10 South Frederick Street 1753
- The Building
- History
- Conservation Work
The Street
South Frederick Street was laid out in the 1730s as a fashionable residential street intended to be called Library Street, taking the name of Thomas Burgh’s newly constructed Library Building in Trinity College at its northern end. The land on which the street stands was sold by Richard Molesworth in four large lots in March 1733 to developer William Wilde. Wilde built a number of corner houses to set the standard of the development and over time sold on plots of various widths to developers and builders.
The western side of the street on which Numbers 10 and 11 stand was slow to be developed, with large tracts remaining unbuilt as late as the early 1750s. The site of the two houses, with a 47' 6'' frontage to South Frederick Street, was sold by Wilde to David Fleming, merchant, in July 1752, who possibly built the two houses. It is likely that Number 10 was the first to be developed, with Number 11 subsequently erected to a more imposing standard.
Development
The earliest houses on the street were originally fronted with curvilinear gables, commonly known as 'Dutch Billies', such as the surviving terrace of houses on the east side that still feature stark triangular gables and closet returns to the rear. Number 10 appears to have slightly bucked this trend due to its late development date and might be classified as a ‘transitional’ style house - i.e. a house that includes both older and newer features in the evolution of 18th-century house design. This includes the flat parapet fronting the street – a new addition to modest Dublin houses of the 1750s - while in every other respect Number 10 conforms to the classic Dutch Billy typology. Features of this older, established way of building includes the cruciform-shaped roof, a projecting closet return to the rear and a saw-tooth outline of gables to the rear wall and return.
The main indicator that Number 10 may have been one of the first non-gabled merchant houses built on a fashionable street in Dublin was the survival of the old-fashioned exposed box windows to the top floor until the late 20th century. These would almost certainly have been replaced in the late 18th or early 19th centuries if the present parapet had been rebuilt from an earlier gable. Evidence of early modification in other parts of the house include the handsome Wyatt window – named after the architect James Wyatt who popularised the design – at ground floor level. This replaced a former pair of windows at ground floor level, as was commonly carried out in Dublin during the era when window tax was levied on the number of windows in a building. The tax operated in Ireland from 1799 until 1822.

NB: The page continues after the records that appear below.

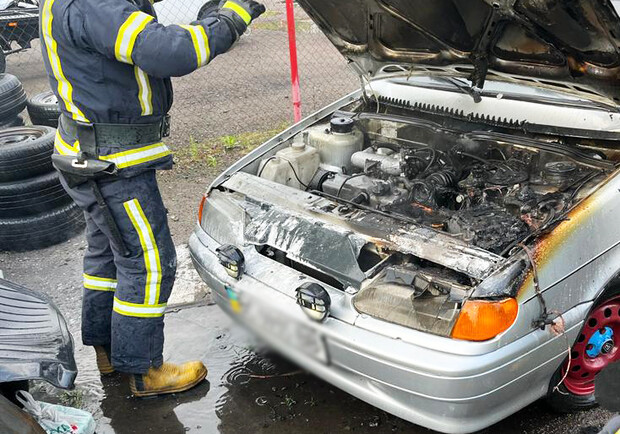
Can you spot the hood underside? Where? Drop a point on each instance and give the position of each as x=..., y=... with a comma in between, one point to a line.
x=571, y=45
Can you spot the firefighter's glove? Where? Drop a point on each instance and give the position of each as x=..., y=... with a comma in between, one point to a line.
x=240, y=13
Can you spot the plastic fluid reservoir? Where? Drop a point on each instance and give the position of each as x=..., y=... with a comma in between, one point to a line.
x=338, y=143
x=289, y=164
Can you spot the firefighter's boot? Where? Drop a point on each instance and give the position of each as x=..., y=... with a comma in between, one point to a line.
x=168, y=378
x=103, y=360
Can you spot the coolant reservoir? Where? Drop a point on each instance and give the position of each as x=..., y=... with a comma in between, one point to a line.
x=291, y=165
x=336, y=144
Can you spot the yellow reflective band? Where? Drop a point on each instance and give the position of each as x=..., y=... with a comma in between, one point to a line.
x=138, y=310
x=144, y=92
x=63, y=148
x=137, y=156
x=239, y=10
x=201, y=44
x=64, y=87
x=99, y=283
x=149, y=249
x=127, y=35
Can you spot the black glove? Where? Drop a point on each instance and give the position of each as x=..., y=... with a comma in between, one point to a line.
x=240, y=13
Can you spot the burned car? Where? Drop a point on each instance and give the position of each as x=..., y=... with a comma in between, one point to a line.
x=444, y=242
x=35, y=343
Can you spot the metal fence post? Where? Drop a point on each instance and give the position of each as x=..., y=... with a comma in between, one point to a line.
x=292, y=43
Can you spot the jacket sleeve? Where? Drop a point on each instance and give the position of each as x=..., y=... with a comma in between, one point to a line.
x=118, y=29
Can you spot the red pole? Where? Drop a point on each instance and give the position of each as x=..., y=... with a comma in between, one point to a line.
x=292, y=45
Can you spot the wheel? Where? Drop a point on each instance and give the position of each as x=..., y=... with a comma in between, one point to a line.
x=209, y=7
x=597, y=347
x=12, y=96
x=25, y=152
x=41, y=230
x=32, y=196
x=17, y=121
x=43, y=109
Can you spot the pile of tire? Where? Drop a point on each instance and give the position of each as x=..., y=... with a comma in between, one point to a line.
x=35, y=210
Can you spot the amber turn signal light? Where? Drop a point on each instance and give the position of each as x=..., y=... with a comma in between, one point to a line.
x=481, y=320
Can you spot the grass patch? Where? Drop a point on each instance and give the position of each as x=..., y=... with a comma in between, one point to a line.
x=222, y=150
x=72, y=398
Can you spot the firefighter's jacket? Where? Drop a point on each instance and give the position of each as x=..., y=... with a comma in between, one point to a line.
x=110, y=61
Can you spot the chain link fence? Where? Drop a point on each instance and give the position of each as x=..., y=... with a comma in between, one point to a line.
x=246, y=90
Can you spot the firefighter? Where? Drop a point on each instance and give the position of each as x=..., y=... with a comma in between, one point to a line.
x=109, y=63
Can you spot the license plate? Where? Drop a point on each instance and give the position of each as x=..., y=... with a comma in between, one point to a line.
x=283, y=327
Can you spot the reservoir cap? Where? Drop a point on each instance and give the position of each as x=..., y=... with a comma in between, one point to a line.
x=342, y=125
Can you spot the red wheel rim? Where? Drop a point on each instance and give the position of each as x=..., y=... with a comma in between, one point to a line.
x=583, y=367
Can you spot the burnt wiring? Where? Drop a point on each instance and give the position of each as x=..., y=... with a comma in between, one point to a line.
x=357, y=175
x=543, y=320
x=270, y=159
x=558, y=325
x=558, y=217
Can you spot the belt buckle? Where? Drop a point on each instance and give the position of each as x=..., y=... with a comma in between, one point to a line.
x=165, y=126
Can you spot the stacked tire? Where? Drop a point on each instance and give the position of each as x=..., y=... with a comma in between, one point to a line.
x=12, y=101
x=43, y=109
x=35, y=210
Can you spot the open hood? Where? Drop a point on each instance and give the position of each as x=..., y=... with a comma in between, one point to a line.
x=567, y=45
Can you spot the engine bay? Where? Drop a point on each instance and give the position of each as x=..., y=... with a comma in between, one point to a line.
x=488, y=189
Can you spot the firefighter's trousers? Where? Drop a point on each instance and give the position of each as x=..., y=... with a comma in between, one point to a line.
x=125, y=293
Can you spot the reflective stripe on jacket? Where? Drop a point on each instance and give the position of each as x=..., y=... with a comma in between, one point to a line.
x=110, y=61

Opposite: The distinctive sawtooth outline of the rear gable to Number 10 with its matching closet return and exposed sash box window frames. This was the typical arrangement of merchant house rear elevations in Dublin until the mid-18th century.
Interior
Internally, Number 10 hosts a massive central chimneystack that is shared between the front and back rooms on every floor, resulting in delightful corner fireplaces so typical of early 18th-century Dublin houses. The layout consists of a standard two-room plan with a sequence of attractive panelled rooms with original cornices in timber and plaster. A closet return to the back elevation, comprising of a single room on each floor, runs the full height of the house.
An impressively robust closed-string staircase is situated at the rear of the building with double newel posts terminating the balustrades, a low wide handrail and gentle gradient steps. The hallway and staircase is also half panelled with raised and fielded panelling up to dado level. At first floor level, some full height panelling had survived and this formed the basis for reinstatement during the restoration project.